De estas y otras cuestiones conversamos con el mismísimo Luciano Lamberti. 

¿Podríamos tomar esa operación que realiza “el hombre de la máscara” para pensar al terror como una especie de velo, como un mecanismo o dispositivo que permitiría ver lo más oculto de las problemáticas humanas? 

Me gusta esa idea de que el terror pueda trabajar con lo más oculto de las problemáticas humanas. Pero no estaba pensando en eso, la verdad, sino en un tipo que, harto del calor, se mete a espiar a la gente. Me parecía linda la idea de mirar gente, de ser una especie de voyeur.
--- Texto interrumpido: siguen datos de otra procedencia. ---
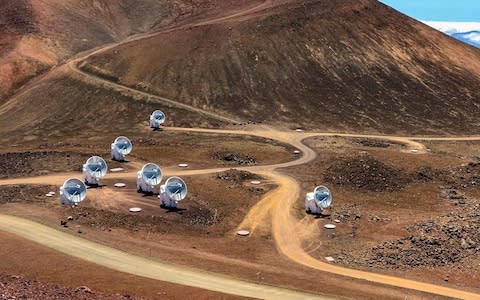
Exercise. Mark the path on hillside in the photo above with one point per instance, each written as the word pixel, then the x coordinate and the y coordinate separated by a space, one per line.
pixel 277 204
pixel 128 263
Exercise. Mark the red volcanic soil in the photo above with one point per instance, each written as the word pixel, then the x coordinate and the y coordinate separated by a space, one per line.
pixel 39 272
pixel 37 35
pixel 330 65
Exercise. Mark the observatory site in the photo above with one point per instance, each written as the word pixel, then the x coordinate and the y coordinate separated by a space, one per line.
pixel 231 149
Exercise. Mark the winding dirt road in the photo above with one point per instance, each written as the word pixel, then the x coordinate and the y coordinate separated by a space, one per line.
pixel 124 262
pixel 275 208
pixel 277 204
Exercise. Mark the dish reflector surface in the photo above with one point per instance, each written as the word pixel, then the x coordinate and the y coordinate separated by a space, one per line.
pixel 123 144
pixel 158 116
pixel 243 232
pixel 152 174
pixel 96 166
pixel 74 190
pixel 322 196
pixel 176 188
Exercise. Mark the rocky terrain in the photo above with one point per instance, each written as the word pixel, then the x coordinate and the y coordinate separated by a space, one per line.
pixel 366 174
pixel 39 163
pixel 14 287
pixel 445 240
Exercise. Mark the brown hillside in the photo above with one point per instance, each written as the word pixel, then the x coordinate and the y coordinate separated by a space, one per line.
pixel 329 65
pixel 36 35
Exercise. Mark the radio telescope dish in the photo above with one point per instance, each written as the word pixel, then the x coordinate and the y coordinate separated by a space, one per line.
pixel 121 146
pixel 72 192
pixel 323 197
pixel 157 118
pixel 94 169
pixel 172 192
pixel 318 200
pixel 150 176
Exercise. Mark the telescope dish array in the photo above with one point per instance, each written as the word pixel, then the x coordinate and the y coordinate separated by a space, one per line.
pixel 318 200
pixel 72 192
pixel 121 147
pixel 157 118
pixel 94 169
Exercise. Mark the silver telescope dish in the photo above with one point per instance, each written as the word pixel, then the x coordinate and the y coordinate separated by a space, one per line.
pixel 94 169
pixel 318 200
pixel 150 176
pixel 172 192
pixel 121 147
pixel 72 192
pixel 157 118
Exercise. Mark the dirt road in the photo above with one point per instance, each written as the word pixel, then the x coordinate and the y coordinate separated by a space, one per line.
pixel 275 207
pixel 277 204
pixel 124 262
De última, lo que creo que ahí opera es esta condición contemporánea nuestra de mirar sin ser visto, digamos, algo más relacionado con las redes sociales y el stolkeo, esa cosa de mirar a la gente y que no te vean, ¿no? O de buscar un costado de la gente que no sea visible a simple vista, y que puede aparecer cuando está dormida. Eso pienso ahora, no es que lo escribí así. Yo no escribo simbólicamente, escribo literalmente lo que me gusta ver. 

Muchos de los cuentos que integran Pequeños robos… son muy breves, como si, más que contar, apostaran por sugerir una historia con apenas un par de trazos. ¿Por qué esta opción por la brevedad, por una condensación casi extrema, un rasgo que no estaba en tus anteriores libros de cuentos? 
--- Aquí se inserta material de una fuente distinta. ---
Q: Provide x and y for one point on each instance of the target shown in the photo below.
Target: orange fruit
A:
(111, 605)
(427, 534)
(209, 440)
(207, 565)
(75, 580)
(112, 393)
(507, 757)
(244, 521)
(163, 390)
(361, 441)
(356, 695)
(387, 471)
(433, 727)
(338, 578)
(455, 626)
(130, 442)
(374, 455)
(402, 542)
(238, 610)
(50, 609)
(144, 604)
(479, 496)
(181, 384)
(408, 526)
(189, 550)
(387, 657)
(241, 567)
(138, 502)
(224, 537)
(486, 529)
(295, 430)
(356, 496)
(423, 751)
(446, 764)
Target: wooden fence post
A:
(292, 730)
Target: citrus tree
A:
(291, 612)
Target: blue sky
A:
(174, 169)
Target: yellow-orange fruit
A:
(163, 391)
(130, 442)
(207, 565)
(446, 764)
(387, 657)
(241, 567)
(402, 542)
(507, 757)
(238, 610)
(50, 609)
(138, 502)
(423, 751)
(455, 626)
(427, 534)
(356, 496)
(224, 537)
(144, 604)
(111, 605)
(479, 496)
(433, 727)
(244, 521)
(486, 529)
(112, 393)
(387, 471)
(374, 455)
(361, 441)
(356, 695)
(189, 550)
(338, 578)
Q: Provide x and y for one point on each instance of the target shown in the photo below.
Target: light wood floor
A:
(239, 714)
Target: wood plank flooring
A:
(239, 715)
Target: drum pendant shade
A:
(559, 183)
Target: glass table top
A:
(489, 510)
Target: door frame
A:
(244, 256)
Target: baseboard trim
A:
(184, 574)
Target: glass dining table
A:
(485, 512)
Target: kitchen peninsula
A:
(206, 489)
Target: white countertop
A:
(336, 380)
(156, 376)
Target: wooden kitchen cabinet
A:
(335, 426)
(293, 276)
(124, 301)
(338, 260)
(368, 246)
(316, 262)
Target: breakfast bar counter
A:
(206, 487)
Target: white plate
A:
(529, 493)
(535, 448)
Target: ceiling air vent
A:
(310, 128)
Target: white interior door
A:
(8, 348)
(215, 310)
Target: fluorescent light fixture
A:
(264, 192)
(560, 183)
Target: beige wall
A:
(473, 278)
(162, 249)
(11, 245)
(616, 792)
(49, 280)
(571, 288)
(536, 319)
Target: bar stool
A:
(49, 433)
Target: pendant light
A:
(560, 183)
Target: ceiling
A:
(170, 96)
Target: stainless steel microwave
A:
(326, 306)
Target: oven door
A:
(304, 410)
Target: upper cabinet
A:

Fue algo que hice un poco por leer a Etgar Keret y a Lydia Davis, que son escritores que trabajan con ese formato. Como escribo muchos cuentos trato de encontrarle nuevos desafíos al formato. A lo mejor si alguien los lleva a un taller de escritura le digan que no parecen cuentos en sí mismos… Creo que están más cerca de la poesía que del cuento, en cuanto al viejo concepto de cuento. Me parecía que dialogaba bien esa clase de formato ultra corto, que tampoco es microcuento, en relación a los más largos. Eran como una especie de descanso. 

Otra cosa que me llamó la atención en esos cuentos tan breves fue, por momentos, una especie de realismo extraño. Como si las situaciones se detuvieran justo antes de entrar definitivamente en el terror. Como si la brevedad no diera tiempo a desarrollar un clima de terror pero sí pudiera sugerirlo. ¿Coincidís? 

Sí. Cuando estaba armando el libro me daba cosa mezclar cuentos realistas con cuentos más descaradamente fantásticos. Pero después me di cuenta de que el nivel de realismo que manejo acá ni en pedo es un realismo costumbrista ni ceñido a la realidad. Los personajes siempre son excepciones, o están buscando y encontrando eso que no es del todo parte de la realidad… Es como El asesino de chanchos, que se pueden pensar como cuentos realistas pero donde también hay monstruos. Entonces, para mí, trabajar el realismo desde lo fantástico, o sea, encontrando lo extraordinario, lo singular, lo que ya empieza a dejar de ser realista, y viceversa, trabajar lo fantástico desde un realismo muy estricto, eso es “el coso”, si puedo entenderme a mí mismo… cosa que no sucede muy seguido.